For each voxel in the present experiment, we performed a single univariate linear model fit to estimate the response amplitude for each condition. The model included a hemodynamic response predictor for each block condition and regressors of no interest (baseline, movement parameters from realignment corrections, and signal drifts [linear as well as quadratic]). A GLM and an MION kernel were used to model the hemodynamic response function.

Regions of Interest (ROIs)

For each monkey, face-responsive voxels corresponded to voxels significantly more active for faces (neutral, threatening, fearful, and appeasing) compared with a blank screen (P < 10−4 uncorrected). In addition, we drew the following anatomical regions from the right hemisphere, as described in the Saleem and Logothetis stereotaxic atlas (Saleem and Logothetis 2012): 1) IT cortex: the posterior portion (area TEO) and the anterior portion (area TE); 2) the amygdala (AMG); 3) the prefrontal cortex (PFC): OFC and VLPFC.

Although there may be regions, which do not have significant fluctuations but act as “third region mediators,” including these regions in the DCM analysis is unlikely to affect our connectivity findings, which are predicated on the types of inputs we are interested in assessing, that is, the type of facial expression that the monkeys observed.
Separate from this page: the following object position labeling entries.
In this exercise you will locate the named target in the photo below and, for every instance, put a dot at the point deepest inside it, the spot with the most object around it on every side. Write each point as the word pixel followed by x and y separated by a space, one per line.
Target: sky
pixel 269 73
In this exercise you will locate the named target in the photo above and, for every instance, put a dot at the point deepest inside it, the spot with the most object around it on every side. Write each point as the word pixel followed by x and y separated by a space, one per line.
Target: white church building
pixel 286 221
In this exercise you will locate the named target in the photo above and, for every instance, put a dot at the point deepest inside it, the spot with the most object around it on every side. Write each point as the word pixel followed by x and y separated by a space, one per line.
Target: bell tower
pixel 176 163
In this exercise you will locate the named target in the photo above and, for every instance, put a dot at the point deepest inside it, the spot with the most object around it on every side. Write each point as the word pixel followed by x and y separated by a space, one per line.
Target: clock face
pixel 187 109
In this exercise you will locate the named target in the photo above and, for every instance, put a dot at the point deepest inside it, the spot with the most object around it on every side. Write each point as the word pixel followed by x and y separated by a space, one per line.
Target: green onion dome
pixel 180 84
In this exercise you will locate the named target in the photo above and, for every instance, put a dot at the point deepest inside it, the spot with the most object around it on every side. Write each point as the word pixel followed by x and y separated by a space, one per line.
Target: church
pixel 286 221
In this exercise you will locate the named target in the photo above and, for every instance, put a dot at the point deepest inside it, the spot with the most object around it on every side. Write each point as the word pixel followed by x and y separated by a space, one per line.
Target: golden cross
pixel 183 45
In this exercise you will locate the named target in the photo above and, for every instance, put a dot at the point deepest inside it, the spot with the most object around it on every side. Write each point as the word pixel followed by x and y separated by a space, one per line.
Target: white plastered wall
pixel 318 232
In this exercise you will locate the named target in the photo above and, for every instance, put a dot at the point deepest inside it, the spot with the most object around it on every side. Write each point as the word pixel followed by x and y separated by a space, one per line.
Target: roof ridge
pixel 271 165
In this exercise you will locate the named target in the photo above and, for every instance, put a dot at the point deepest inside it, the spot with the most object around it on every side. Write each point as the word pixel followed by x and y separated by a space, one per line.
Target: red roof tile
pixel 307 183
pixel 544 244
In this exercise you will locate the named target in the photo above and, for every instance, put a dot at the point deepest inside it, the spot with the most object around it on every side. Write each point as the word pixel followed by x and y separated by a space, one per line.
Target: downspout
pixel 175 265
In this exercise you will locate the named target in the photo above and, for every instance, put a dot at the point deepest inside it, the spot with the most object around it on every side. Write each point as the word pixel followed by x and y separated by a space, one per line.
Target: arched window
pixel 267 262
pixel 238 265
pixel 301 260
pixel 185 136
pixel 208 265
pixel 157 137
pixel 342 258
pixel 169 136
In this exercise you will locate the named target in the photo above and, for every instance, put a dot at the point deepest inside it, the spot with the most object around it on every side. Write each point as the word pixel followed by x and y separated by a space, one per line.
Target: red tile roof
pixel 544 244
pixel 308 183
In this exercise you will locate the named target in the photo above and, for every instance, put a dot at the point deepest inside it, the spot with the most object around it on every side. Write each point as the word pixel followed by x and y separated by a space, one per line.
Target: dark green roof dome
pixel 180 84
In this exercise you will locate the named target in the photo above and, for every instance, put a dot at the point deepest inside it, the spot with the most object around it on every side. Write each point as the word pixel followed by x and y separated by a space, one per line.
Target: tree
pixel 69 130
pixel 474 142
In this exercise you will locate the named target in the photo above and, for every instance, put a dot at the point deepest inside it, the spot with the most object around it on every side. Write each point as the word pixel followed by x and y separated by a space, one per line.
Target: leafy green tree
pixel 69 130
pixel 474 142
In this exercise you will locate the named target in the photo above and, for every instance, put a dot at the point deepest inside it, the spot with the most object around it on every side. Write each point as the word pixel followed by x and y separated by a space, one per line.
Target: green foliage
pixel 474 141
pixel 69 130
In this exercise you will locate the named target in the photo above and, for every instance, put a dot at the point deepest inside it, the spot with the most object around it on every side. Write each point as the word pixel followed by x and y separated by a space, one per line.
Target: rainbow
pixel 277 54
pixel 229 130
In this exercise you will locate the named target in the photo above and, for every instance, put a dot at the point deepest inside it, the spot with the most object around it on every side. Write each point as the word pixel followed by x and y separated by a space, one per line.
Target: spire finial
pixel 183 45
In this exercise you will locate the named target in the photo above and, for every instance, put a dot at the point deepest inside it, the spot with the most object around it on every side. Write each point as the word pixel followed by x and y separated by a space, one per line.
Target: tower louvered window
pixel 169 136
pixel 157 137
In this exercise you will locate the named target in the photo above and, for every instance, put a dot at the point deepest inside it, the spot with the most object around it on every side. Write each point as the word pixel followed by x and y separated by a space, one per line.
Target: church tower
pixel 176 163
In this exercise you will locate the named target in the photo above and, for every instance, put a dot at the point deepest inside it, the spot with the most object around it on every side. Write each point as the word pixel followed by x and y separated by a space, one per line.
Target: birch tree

We therefore followed the standard DCM protocol and included all regions that show significant task modulations under a GLM and mass univariate analysis.

We defined ROIs within these anatomical regions by identifying the peak of the face-responsive activation and then drawing a sphere around the peak. A 3-mm sphere was used for the AMG, OFC, and VLPFC. Due to the larger extent of activation in TEO and TE, a 4-mm sphere was used for these regions. Within these ROIs, we performed an ANOVA across all 3 subjects, testing for the effect of expression (neutral, threatening, fearful, and appeasing), followed by multiple paired t tests. Then, for the DCM analysis, we extracted the signal in response to the different facial expressions from these ROIs using the principle eigenvariate from these voxel collections.

Dynamic Causal Modeling

In DCM, connectivity among neuronal states is inferred based on regional hemodynamic responses. This approach, whereby unobservable neuronal interactions are modeled as a system of coupled differential equations, provides a way to test the direction of inputs and their propagation through a brain network. As such, the methodology is a model-based deconstruction of connectivity which relies on expressing different hypotheses through different connectivity architectures (Friston et al. 2003). In animals, there is a growing literature using DCM of electrophysiological signals acquired invasively. Many of these invasive studies have focused on validating this form of this approach using more detailed neural mass modeling. Empirical evidence has been provided in various studies, including an MRI study of vagus nerve stimulation, developmental studies, pharmacological manipulations, attentional paradigms, and issues related to source reconstruction and model comparison (David, Guillemain; et al. 2008; David, Wozniak, et al. 2008; Reyt et al. 2010; Bastos et al. 2015; Moran et al. 2008, 2011, 2015; Papadopoulou et al. 2016). Here, we apply the more coarse neural models for hemodynamic outputs, where neural activity is represented as a single active state in order to identify the connectivity changes associated with different facial expressions.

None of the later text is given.